Freitag, 26. Oktober 2012

Willkommen

auf Lichtsucher.com, meinem alten neuen Blog. 
Wozu? Erst einmal aus Spaß am Schreiben und Rumalbern im Netz. Dann natürlich, weil die Fotografie nur eines von meinen Interessen ist. Es gibt weltweit unglaublich viele Blogs und täglich kommen hunderte, wenn nicht tausende hinzu. Prima: da fällt einer wie meiner nicht weiter auf. Oder lesen Sie Blogs? Ernsthaft? Ich nicht. Jedenfalls selten und vor allem dann nicht, wenn viel Text drauf steht.

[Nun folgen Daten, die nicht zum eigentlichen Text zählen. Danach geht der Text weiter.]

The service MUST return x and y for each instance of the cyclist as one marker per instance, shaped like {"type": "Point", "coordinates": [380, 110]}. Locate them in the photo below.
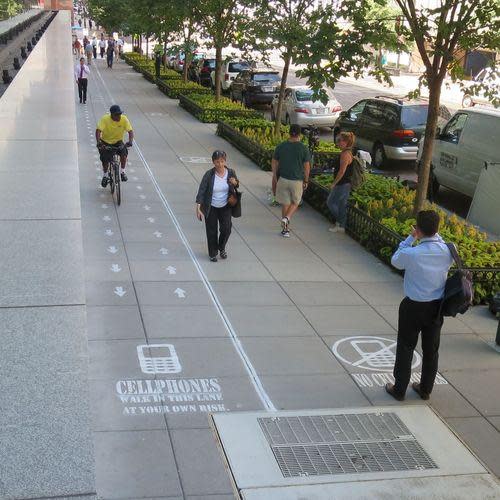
{"type": "Point", "coordinates": [109, 132]}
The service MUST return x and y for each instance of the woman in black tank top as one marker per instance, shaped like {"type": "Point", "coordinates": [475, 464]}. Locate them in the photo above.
{"type": "Point", "coordinates": [341, 187]}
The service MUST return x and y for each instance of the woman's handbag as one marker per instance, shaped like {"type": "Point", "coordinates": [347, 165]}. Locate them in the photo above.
{"type": "Point", "coordinates": [234, 201]}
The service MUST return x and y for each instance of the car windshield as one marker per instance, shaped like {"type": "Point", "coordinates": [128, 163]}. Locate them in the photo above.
{"type": "Point", "coordinates": [266, 77]}
{"type": "Point", "coordinates": [304, 95]}
{"type": "Point", "coordinates": [414, 116]}
{"type": "Point", "coordinates": [237, 67]}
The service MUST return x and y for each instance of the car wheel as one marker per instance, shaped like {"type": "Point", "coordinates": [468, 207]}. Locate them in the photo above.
{"type": "Point", "coordinates": [378, 156]}
{"type": "Point", "coordinates": [467, 101]}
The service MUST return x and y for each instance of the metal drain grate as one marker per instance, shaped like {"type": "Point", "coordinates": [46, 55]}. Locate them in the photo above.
{"type": "Point", "coordinates": [343, 444]}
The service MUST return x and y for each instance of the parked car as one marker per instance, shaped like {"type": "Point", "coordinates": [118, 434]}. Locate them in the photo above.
{"type": "Point", "coordinates": [229, 71]}
{"type": "Point", "coordinates": [461, 148]}
{"type": "Point", "coordinates": [253, 86]}
{"type": "Point", "coordinates": [202, 70]}
{"type": "Point", "coordinates": [488, 77]}
{"type": "Point", "coordinates": [299, 108]}
{"type": "Point", "coordinates": [388, 127]}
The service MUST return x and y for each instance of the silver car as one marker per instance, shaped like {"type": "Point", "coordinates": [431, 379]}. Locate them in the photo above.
{"type": "Point", "coordinates": [299, 108]}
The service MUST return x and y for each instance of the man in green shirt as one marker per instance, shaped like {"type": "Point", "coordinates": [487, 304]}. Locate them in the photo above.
{"type": "Point", "coordinates": [291, 165]}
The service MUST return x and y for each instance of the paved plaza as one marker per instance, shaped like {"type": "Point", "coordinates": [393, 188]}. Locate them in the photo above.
{"type": "Point", "coordinates": [303, 323]}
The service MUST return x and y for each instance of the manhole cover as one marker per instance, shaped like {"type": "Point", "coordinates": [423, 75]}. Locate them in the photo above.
{"type": "Point", "coordinates": [403, 452]}
{"type": "Point", "coordinates": [343, 444]}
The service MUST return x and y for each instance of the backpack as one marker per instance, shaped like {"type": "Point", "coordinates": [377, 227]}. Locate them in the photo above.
{"type": "Point", "coordinates": [357, 173]}
{"type": "Point", "coordinates": [458, 292]}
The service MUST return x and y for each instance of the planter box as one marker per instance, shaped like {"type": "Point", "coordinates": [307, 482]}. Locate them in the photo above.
{"type": "Point", "coordinates": [383, 242]}
{"type": "Point", "coordinates": [259, 154]}
{"type": "Point", "coordinates": [172, 91]}
{"type": "Point", "coordinates": [214, 115]}
{"type": "Point", "coordinates": [251, 149]}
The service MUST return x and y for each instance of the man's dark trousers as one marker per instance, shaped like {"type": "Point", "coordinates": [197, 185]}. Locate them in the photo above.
{"type": "Point", "coordinates": [220, 217]}
{"type": "Point", "coordinates": [414, 318]}
{"type": "Point", "coordinates": [82, 89]}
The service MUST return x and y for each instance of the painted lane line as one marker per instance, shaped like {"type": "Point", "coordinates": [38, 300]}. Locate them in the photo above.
{"type": "Point", "coordinates": [120, 291]}
{"type": "Point", "coordinates": [254, 377]}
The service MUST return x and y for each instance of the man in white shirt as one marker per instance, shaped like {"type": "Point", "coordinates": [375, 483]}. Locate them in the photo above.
{"type": "Point", "coordinates": [82, 73]}
{"type": "Point", "coordinates": [426, 268]}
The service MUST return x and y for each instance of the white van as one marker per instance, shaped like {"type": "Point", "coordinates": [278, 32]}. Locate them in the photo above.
{"type": "Point", "coordinates": [470, 138]}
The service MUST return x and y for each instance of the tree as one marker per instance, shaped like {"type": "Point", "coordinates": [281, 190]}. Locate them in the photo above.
{"type": "Point", "coordinates": [440, 34]}
{"type": "Point", "coordinates": [221, 21]}
{"type": "Point", "coordinates": [328, 42]}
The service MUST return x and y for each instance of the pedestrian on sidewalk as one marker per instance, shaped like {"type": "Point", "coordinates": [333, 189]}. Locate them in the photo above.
{"type": "Point", "coordinates": [94, 46]}
{"type": "Point", "coordinates": [291, 165]}
{"type": "Point", "coordinates": [110, 51]}
{"type": "Point", "coordinates": [102, 45]}
{"type": "Point", "coordinates": [82, 73]}
{"type": "Point", "coordinates": [89, 50]}
{"type": "Point", "coordinates": [426, 269]}
{"type": "Point", "coordinates": [341, 187]}
{"type": "Point", "coordinates": [216, 186]}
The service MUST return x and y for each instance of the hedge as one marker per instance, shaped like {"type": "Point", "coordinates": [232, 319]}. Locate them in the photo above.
{"type": "Point", "coordinates": [208, 110]}
{"type": "Point", "coordinates": [380, 216]}
{"type": "Point", "coordinates": [255, 139]}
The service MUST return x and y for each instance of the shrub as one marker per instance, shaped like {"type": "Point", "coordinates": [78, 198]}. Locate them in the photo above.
{"type": "Point", "coordinates": [391, 204]}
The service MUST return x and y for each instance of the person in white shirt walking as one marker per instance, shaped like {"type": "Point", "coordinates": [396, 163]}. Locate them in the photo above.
{"type": "Point", "coordinates": [426, 268]}
{"type": "Point", "coordinates": [82, 73]}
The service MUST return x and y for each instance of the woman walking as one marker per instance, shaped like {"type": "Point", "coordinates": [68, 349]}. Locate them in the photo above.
{"type": "Point", "coordinates": [341, 187]}
{"type": "Point", "coordinates": [217, 185]}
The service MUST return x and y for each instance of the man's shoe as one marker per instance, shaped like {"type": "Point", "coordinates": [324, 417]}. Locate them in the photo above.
{"type": "Point", "coordinates": [389, 388]}
{"type": "Point", "coordinates": [423, 395]}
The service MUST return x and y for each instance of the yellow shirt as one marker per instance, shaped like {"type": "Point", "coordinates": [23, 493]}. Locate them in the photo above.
{"type": "Point", "coordinates": [111, 131]}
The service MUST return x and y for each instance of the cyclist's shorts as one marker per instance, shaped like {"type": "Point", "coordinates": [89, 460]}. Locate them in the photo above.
{"type": "Point", "coordinates": [107, 155]}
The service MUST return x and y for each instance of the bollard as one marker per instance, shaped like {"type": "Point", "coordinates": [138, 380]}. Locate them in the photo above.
{"type": "Point", "coordinates": [6, 77]}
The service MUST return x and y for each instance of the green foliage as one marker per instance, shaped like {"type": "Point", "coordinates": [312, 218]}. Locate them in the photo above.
{"type": "Point", "coordinates": [208, 110]}
{"type": "Point", "coordinates": [390, 203]}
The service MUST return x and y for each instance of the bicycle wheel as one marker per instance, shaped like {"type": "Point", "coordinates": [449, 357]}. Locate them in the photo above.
{"type": "Point", "coordinates": [111, 178]}
{"type": "Point", "coordinates": [118, 190]}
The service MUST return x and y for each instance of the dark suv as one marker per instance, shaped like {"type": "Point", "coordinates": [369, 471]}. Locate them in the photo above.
{"type": "Point", "coordinates": [387, 127]}
{"type": "Point", "coordinates": [254, 86]}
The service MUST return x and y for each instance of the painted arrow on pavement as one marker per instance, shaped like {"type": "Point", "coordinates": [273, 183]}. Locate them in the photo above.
{"type": "Point", "coordinates": [120, 291]}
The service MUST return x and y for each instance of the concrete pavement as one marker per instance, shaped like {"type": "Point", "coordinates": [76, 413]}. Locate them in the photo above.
{"type": "Point", "coordinates": [172, 336]}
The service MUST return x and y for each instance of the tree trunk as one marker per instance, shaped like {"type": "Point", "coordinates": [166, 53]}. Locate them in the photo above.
{"type": "Point", "coordinates": [430, 134]}
{"type": "Point", "coordinates": [218, 65]}
{"type": "Point", "coordinates": [284, 76]}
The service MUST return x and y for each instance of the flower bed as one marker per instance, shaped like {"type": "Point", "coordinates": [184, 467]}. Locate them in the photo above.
{"type": "Point", "coordinates": [207, 110]}
{"type": "Point", "coordinates": [255, 139]}
{"type": "Point", "coordinates": [176, 88]}
{"type": "Point", "coordinates": [380, 216]}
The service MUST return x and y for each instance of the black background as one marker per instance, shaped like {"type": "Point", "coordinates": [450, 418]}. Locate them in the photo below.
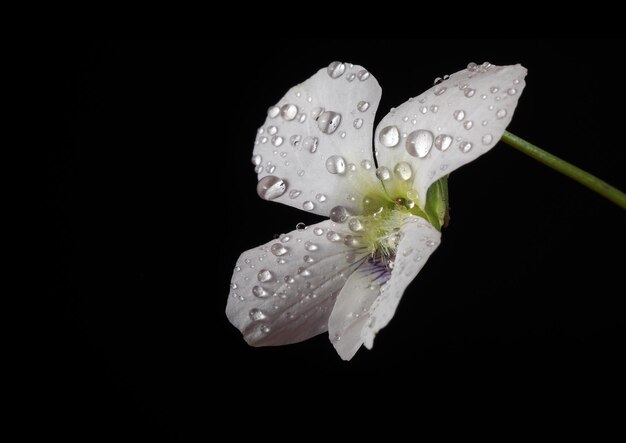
{"type": "Point", "coordinates": [151, 198]}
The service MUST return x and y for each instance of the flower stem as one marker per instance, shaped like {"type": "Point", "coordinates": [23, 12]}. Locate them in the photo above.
{"type": "Point", "coordinates": [565, 168]}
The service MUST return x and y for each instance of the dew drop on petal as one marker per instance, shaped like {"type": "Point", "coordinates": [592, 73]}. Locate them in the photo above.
{"type": "Point", "coordinates": [309, 246]}
{"type": "Point", "coordinates": [259, 292]}
{"type": "Point", "coordinates": [389, 136]}
{"type": "Point", "coordinates": [336, 69]}
{"type": "Point", "coordinates": [328, 122]}
{"type": "Point", "coordinates": [465, 146]}
{"type": "Point", "coordinates": [403, 171]}
{"type": "Point", "coordinates": [418, 143]}
{"type": "Point", "coordinates": [277, 249]}
{"type": "Point", "coordinates": [335, 164]}
{"type": "Point", "coordinates": [264, 276]}
{"type": "Point", "coordinates": [363, 106]}
{"type": "Point", "coordinates": [310, 144]}
{"type": "Point", "coordinates": [339, 214]}
{"type": "Point", "coordinates": [270, 187]}
{"type": "Point", "coordinates": [288, 111]}
{"type": "Point", "coordinates": [383, 173]}
{"type": "Point", "coordinates": [443, 142]}
{"type": "Point", "coordinates": [257, 314]}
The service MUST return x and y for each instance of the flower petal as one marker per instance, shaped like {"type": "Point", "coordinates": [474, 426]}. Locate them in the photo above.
{"type": "Point", "coordinates": [314, 150]}
{"type": "Point", "coordinates": [419, 240]}
{"type": "Point", "coordinates": [283, 292]}
{"type": "Point", "coordinates": [369, 298]}
{"type": "Point", "coordinates": [451, 124]}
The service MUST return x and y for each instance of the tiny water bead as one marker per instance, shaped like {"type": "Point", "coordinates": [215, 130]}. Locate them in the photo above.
{"type": "Point", "coordinates": [328, 122]}
{"type": "Point", "coordinates": [336, 69]}
{"type": "Point", "coordinates": [277, 249]}
{"type": "Point", "coordinates": [339, 214]}
{"type": "Point", "coordinates": [418, 143]}
{"type": "Point", "coordinates": [389, 136]}
{"type": "Point", "coordinates": [264, 276]}
{"type": "Point", "coordinates": [335, 164]}
{"type": "Point", "coordinates": [271, 187]}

Was kann man hier sehen und lesen?

Alles über die Dinge, die mich wirklich faszinieren. In die ich Zeit investiere, die andere Mitmenschen sicher für Besseres verwenden würden. Surrealistische Malerei- Eigenproduktionen kann man an den Wänden unseres Hauses erschauernd betrachten, frühmittelalterliche Geschichte von der Völkerwanderung bis zu den Ottonen, Science Fiction in allen Variationen, vor allem Bücher von Philip K. Dick bis (ganz  trivial) Perry Rhodan, Technik (vom Computer über Kameras bis zu Smartphones) und Astronomie.

Worüber gibts nix oder Abfälliges zu lesen?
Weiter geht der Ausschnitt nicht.